In a world of great power rivalry, the parties between them have a choice: to compete for each other's favor or to unite to create a third way with influence.
We should not let the rise of hard power blind us to the fact that the power of legitimacy, integrity, and rules will remain strong - if we choose to exercise them together.
Which brings me back to Havel.
What would it mean for middle powers to "live with the truth"?
That means naming reality. Stop referring to the "rules-based international order" as if it still functions as advertised. Call the system what it is: a period of increasing rivalry between great powers, where the most powerful pursue their interests by using economic integration as a weapon of coercion.
That means acting consistently. Apply the same standards to allies and rivals. When middle powers criticize economic intimidation from one direction but remain silent when it comes from another, we hold the sign in the window.
That means building what we claim to believe in.
Instead of waiting for the old order to be restored, we create institutions and agreements that work in the way described.

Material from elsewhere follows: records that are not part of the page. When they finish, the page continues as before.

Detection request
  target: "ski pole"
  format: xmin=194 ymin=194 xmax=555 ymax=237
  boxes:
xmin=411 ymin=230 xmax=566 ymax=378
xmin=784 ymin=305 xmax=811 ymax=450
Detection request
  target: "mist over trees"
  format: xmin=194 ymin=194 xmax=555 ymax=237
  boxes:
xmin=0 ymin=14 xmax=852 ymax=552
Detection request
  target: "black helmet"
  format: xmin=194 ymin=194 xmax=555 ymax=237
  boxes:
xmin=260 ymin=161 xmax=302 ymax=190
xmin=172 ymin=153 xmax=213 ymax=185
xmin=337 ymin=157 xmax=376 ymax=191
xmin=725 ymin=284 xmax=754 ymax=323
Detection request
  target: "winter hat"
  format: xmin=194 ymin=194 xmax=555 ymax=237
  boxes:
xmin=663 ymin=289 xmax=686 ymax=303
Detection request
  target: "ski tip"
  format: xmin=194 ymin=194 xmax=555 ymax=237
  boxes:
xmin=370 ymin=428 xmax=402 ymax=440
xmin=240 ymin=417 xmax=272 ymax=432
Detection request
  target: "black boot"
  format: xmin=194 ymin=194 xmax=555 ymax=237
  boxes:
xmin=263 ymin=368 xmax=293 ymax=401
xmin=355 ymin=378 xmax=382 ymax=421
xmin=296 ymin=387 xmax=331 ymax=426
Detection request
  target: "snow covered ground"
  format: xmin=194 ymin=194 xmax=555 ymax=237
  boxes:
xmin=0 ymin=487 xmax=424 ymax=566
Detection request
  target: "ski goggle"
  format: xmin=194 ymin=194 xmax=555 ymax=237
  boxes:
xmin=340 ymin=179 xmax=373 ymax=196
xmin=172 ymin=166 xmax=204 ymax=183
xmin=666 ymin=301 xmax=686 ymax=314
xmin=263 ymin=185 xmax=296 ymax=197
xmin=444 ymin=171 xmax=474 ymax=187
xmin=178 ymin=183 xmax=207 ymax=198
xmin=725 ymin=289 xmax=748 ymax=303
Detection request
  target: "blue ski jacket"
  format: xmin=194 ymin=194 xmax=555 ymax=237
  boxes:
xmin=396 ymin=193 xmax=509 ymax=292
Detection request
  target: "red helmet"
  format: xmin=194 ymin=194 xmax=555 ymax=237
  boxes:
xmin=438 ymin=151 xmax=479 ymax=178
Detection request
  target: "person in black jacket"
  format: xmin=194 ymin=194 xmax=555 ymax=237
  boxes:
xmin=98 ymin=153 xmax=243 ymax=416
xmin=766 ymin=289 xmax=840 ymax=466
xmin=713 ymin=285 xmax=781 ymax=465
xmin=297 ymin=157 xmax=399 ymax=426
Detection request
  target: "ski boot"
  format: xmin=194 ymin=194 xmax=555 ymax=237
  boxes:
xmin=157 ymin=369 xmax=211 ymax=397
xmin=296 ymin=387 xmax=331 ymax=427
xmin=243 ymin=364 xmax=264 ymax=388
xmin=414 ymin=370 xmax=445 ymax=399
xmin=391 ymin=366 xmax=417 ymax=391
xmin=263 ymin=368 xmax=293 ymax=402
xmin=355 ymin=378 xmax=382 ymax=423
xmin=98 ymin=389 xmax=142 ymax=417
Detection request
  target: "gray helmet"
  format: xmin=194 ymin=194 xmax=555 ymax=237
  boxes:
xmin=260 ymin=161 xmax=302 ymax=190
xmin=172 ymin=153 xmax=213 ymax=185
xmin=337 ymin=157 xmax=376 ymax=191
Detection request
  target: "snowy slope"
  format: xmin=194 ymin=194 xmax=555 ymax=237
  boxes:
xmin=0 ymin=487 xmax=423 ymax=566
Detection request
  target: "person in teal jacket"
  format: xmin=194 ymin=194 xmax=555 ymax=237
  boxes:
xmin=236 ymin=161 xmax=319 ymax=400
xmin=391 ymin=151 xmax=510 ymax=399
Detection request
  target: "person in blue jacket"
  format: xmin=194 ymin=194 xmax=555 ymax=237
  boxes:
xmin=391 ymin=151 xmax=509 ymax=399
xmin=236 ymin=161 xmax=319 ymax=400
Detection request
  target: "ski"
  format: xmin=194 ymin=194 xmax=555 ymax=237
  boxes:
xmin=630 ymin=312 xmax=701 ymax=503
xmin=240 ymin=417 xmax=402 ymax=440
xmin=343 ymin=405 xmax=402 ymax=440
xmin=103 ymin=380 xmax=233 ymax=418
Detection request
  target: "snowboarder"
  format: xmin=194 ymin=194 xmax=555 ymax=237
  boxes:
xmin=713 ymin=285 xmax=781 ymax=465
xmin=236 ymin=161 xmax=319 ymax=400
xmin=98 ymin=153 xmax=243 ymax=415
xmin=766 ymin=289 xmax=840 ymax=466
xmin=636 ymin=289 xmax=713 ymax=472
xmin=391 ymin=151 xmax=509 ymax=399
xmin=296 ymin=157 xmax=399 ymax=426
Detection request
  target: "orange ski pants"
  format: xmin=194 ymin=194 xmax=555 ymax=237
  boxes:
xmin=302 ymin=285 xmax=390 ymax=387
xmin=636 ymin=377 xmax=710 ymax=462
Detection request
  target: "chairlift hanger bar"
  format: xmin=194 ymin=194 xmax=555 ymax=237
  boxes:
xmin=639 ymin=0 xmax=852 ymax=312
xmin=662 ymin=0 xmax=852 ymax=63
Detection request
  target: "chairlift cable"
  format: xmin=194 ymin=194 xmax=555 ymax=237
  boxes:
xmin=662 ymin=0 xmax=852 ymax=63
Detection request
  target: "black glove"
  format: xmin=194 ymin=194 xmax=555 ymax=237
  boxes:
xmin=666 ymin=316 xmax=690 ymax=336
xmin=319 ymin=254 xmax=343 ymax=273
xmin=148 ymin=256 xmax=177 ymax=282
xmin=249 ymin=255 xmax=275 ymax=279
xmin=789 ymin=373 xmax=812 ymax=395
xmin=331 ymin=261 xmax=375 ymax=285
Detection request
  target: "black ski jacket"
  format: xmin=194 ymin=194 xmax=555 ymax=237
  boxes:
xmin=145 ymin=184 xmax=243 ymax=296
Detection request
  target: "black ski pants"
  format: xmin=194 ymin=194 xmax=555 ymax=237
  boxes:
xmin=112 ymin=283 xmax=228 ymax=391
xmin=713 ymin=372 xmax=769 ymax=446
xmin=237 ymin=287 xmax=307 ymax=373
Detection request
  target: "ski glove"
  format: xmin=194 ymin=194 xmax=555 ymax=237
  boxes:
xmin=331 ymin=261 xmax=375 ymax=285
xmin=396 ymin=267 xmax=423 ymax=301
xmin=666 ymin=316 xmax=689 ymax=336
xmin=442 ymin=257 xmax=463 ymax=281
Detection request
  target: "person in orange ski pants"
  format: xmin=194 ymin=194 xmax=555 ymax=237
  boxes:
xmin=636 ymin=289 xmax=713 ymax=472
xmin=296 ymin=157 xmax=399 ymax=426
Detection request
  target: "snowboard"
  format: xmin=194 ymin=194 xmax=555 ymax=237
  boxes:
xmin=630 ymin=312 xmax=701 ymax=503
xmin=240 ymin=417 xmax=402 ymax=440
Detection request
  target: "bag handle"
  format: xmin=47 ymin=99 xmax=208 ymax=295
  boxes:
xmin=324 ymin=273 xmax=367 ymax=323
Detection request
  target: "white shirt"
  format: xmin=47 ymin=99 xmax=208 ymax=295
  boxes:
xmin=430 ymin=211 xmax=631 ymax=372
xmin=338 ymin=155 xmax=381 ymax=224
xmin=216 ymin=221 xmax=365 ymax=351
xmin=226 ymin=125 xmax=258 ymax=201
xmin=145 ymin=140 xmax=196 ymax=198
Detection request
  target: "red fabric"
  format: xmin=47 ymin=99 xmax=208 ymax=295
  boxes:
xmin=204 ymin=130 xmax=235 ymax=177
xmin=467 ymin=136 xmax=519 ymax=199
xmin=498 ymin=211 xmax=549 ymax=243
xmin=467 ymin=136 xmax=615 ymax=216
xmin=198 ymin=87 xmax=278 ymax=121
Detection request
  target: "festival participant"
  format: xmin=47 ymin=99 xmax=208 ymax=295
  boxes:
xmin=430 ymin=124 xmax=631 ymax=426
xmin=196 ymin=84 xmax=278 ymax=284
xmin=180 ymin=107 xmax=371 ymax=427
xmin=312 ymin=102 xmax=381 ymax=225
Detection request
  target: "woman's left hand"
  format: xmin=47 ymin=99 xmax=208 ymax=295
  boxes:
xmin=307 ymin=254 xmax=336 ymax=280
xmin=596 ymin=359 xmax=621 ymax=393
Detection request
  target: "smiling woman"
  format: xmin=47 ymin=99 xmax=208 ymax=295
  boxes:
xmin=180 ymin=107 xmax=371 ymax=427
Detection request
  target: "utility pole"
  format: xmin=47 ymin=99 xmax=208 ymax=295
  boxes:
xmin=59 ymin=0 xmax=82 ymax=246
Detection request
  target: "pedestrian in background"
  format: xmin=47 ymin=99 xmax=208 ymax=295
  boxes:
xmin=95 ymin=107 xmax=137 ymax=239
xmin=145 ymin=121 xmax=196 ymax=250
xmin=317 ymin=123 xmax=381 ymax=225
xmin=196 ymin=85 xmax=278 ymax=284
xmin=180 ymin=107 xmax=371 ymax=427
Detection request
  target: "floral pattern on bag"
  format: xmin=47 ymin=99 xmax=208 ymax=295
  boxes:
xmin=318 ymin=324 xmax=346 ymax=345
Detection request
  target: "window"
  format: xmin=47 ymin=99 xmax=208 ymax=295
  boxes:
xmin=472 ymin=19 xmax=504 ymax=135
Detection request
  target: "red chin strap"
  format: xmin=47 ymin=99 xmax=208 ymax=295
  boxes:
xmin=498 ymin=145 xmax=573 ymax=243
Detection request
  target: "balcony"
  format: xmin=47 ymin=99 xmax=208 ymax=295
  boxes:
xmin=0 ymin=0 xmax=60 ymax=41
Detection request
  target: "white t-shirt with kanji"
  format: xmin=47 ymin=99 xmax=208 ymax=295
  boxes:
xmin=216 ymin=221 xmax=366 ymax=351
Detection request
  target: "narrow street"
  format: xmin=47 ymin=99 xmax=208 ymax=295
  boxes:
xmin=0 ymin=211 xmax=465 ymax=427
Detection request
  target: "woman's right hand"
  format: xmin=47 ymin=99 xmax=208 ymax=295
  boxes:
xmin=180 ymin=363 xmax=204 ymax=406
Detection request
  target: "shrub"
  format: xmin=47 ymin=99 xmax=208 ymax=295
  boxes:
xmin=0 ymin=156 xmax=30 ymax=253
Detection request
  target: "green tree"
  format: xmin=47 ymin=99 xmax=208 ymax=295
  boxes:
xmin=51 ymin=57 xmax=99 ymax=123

And that means reducing the levers that allow for coercion. Building a strong domestic economy should always be a priority for any government. Diversifying internationally is not just economic prudence; it is the material basis for an honest foreign policy. Countries earn the right to take principled positions by reducing their vulnerability to retaliation.
Canada has what the world wants. We are an energy superpower. We possess vast reserves of critical minerals. We have the most educated population in the world. Our pension funds are among the largest and most sophisticated investors in the world. We have the capital, the talent, and a government with the enormous fiscal capacity to act decisively.

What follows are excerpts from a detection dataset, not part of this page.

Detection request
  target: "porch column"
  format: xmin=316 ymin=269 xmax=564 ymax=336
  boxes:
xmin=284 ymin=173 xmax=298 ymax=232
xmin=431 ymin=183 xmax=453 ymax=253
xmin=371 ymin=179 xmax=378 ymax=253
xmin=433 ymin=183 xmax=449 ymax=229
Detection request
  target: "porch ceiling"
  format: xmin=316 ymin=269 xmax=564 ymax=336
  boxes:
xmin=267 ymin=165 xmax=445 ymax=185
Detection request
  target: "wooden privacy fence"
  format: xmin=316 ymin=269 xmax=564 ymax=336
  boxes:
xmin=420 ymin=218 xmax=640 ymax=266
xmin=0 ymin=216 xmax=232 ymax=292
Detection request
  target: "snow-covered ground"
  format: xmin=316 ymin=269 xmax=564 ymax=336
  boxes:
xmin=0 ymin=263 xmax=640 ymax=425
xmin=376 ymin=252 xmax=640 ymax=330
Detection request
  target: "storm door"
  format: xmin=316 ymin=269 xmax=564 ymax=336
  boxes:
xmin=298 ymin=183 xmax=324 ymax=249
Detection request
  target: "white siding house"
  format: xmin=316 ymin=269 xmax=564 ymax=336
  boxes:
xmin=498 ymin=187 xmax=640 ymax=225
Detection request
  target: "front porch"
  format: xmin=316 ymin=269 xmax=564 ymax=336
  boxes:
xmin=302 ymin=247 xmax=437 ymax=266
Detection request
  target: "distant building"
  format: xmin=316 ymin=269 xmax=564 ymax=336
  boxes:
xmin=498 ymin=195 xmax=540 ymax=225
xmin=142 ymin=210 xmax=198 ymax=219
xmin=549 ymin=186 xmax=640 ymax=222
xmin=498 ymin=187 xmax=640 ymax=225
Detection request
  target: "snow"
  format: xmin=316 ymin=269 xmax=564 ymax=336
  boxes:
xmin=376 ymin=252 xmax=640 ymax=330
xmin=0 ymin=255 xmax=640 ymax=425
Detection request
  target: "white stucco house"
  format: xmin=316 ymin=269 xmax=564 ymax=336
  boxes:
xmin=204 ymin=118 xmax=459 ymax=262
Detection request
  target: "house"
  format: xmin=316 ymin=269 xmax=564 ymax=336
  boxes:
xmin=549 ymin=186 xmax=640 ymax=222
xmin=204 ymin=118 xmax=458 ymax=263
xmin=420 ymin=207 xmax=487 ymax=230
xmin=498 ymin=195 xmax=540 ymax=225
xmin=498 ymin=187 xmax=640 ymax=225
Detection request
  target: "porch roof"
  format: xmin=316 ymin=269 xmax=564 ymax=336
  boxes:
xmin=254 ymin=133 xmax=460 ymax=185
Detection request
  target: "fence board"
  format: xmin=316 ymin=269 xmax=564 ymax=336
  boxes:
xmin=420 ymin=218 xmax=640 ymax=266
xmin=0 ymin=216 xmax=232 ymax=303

And we have the values that many others aspire to.
Canada is a pluralistic society that works. Our public space is loud, diverse, and free. Canadians remain committed to sustainability.
We are a stable, reliable partner – in a world that is anything but that – a partner who builds and values long-term relationships.
Canada has something else: awareness of what is happening and the determination to respond appropriately.
We understand that this rupture requires more than adaptation. It requires honesty about the world as it is.
We are taking the sign out of the window.
The old order is not coming back. We should not mourn it. Nostalgia is not a strategy.
But from the rupture we can build something better, stronger and more just.
This is the task of the middle powers, who have the most to lose from a world of fortresses and the most to gain from a world of true cooperation.
The strong have their strength. But we also have something – the ability to stop pretending, to name reality, to build our strength at home, and to act together.
This is Canada's path. We choose it openly and confidently.
And it is a path wide open to any country that is willing to take it with us.